Collaborative Research: Probing internal gravity wave dynamics and dissipation using global observations and numerical simulations

合作研究：利用全球观测和数值模拟探测内部重力波动力学和耗散

• 批准号: 2319142
• 负责人: Brian Arbic
• 金额: $ 83.46万
• 依托单位: Regents of the University of Michigan - Ann Arbor
• 依托单位国家: 美国
• 项目类别: Standard Grant
• 财政年份: 2023
• 资助国家: 美国
• 起止时间: 2023-09-01 至 2026-08-31
• 项目状态: 未结题
• 来源: https://www.nsf.gov/awardsearch/showAward?AWD_ID=2319142&HistoricalAwards=false
• 关键词: Collaborative; Research; Probing; internal; gravity

This project will map the space-time geography of internal gravity wave (IW) dissipation and mixing, and the underlying dynamics, using state-of-the-art high-resolution global and regional IW models along with theory and observations of IWs. The research will employ global models, regional models, observations, and theory to take a first step towards a future in which IW dissipation and mixing arise naturally in models, without being parameterized. The project will support two summer schools on ocean and environmental science in Kenya, East Africa, to complement the successful West African summer schools that has been run every year since 2015, with cumulative participation of several hundred African participants and several dozen US participants.The Principal Investigators hypothesize that the representation of the IW spectrum in global IW models is sufficiently realistic for the models to make useful predictions about spatial and temporal distributions of IW dissipation and, by extension, IW-induced mixing. They also hypothesize that much as an inertial subrange is implicitly resolved by Large Eddy Simulations of turbulence, an implicitly resolved IW continuum in models may be within reach with appropriate choices of dissipation schemes, model resolutions, atmospheric forcing frequency, and enabling of nonhydrostatic dynamics. Regional IW models will be run to determine the impacts of resolution limitations and dissipation mechanisms on the modeled IW spectrum. Regional IW simulations and IW theory will be used to probe the dynamics underlying the IW spectrum and dissipation. Dissipation will be mapped using four different methods: as spectral fluxes computed using traditional Fourier techniques, as spectral fluxes computed using new coarse-graining techniques, as a residual of IW conversion rates and flux divergences, and as computed from model dissipation operators applied to high-frequency flow. Modeled energy dissipation rates will be compared to observation-based estimates of dissipation, from fine-structure methods applied to ARGO floats and ship-based CTD lines, and from microstructure measurements including those from a new NSF-funded set of EM-APEX floats.This award reflects NSF's statutory mission and has been deemed worthy of support through evaluation using the Foundation's intellectual merit and broader impacts review criteria.

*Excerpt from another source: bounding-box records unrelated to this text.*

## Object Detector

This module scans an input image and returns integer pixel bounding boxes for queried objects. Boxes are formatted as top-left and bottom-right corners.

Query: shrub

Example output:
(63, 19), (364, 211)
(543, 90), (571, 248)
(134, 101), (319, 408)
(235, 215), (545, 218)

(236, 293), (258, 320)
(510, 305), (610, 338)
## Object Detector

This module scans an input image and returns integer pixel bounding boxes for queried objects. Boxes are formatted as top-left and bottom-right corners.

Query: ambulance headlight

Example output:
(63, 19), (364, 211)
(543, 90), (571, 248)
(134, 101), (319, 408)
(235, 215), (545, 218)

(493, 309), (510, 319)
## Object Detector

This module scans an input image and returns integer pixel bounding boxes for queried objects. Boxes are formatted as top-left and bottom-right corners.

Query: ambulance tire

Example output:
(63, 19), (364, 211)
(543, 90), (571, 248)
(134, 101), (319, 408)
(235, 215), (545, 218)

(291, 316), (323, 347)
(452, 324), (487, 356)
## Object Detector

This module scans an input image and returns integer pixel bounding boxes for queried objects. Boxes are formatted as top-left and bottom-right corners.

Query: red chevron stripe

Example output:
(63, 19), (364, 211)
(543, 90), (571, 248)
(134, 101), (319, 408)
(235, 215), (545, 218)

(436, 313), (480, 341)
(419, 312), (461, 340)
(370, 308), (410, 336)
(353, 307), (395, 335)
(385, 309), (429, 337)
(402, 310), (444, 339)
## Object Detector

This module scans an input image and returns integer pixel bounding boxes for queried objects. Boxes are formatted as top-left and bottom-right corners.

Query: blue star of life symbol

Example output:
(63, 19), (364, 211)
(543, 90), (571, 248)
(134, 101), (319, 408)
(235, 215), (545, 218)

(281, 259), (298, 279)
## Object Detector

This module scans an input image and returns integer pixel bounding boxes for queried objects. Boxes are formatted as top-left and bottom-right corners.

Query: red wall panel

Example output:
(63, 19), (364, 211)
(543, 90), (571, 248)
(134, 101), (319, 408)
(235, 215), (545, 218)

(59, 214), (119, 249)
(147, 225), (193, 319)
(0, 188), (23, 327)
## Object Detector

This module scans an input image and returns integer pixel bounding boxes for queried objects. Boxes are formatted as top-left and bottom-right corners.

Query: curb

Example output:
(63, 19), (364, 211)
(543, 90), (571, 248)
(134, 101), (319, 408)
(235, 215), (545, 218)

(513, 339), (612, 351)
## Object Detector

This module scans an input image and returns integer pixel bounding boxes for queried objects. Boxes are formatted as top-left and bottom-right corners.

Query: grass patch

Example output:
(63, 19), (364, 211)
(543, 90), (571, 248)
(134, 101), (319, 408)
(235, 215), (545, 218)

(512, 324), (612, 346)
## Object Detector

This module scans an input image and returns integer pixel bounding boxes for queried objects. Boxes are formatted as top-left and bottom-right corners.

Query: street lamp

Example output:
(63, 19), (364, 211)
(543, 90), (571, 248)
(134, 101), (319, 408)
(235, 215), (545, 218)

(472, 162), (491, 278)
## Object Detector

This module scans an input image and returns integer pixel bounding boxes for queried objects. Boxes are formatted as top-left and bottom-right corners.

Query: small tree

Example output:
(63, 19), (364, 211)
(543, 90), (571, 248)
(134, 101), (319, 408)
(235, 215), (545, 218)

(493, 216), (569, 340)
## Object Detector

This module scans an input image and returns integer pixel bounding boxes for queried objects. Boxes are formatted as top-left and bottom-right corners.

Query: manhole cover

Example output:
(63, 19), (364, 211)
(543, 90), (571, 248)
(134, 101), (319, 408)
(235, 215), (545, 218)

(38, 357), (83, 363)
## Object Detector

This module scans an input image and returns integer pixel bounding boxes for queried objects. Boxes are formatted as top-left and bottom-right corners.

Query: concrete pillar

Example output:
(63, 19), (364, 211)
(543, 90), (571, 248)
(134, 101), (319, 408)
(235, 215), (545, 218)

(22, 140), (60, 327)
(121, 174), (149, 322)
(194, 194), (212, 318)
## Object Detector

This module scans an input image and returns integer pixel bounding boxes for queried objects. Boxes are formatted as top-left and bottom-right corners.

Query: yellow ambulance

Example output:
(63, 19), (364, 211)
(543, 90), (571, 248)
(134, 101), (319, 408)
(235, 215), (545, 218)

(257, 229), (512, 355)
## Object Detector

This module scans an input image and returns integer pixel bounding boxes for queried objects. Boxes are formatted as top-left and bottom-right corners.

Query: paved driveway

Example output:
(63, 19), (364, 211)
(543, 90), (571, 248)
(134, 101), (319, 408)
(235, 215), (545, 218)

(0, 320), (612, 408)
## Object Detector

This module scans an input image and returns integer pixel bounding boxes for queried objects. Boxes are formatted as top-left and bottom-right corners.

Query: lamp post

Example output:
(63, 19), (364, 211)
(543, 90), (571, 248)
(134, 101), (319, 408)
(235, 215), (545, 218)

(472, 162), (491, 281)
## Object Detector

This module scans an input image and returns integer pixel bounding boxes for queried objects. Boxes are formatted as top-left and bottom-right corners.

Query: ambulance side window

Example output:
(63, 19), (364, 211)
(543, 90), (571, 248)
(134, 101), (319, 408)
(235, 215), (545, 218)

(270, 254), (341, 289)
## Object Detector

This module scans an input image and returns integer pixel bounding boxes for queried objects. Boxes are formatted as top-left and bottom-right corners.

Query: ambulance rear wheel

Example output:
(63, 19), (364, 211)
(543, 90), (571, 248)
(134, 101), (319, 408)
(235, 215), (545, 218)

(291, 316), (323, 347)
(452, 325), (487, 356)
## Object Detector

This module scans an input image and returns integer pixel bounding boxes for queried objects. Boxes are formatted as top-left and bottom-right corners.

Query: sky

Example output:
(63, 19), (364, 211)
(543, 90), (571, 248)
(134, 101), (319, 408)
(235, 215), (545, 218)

该项目将使用最先进的高分辨率全球和区域重力波模式以及内部重力波的理论和观测，绘制内部重力波耗散和混合的时空地理以及基本动力学。这项研究将使用全球模式、区域模式、观测和理论，向未来迈出第一步，在未来，模式中自然产生IW耗散和混合，而不是参数化。该项目将支持东非肯尼亚的两所海洋和环境科学暑期学校，以补充自2015年以来每年开办的成功的西非暑期学校，累计有数百名非洲参与者和数十名美国参与者参加。首席调查人员假设，全球IW模型中的IW谱表示足够现实，模型可以对IW耗散的空间和时间分布以及IW引发的混合做出有用的预测。他们还假设，就像惯性子范围被湍流的大涡模拟隐式解析一样，模式中隐式解析的IW连续体可能是可以通过适当选择耗散方案、模式分辨率、大气强迫频率和启用非静力动力学来实现的。将运行区域IW模式，以确定分辨率限制和耗散机制对模拟的IW谱的影响。将使用区域IW模拟和IW理论来探索IW谱和耗散背后的动力学。将使用四种不同的方法绘制耗散图：作为使用传统傅立叶技术计算的光谱通量，作为使用新的粗粒化技术计算的光谱通量，作为IW转换率和通量发散的残差，以及根据应用于高频流的模型耗散算符计算。建模的能量耗散率将与基于观测的耗散估计进行比较，来自应用于ARGO浮标和船基CTD生产线的精细结构方法，以及来自微结构测量的结果，包括来自NSF资助的一组新的EM-APEX浮标的微结构测量。该奖项反映了NSF的法定使命，并通过使用基金会的智力优势和更广泛的影响审查标准进行评估，被认为值得支持。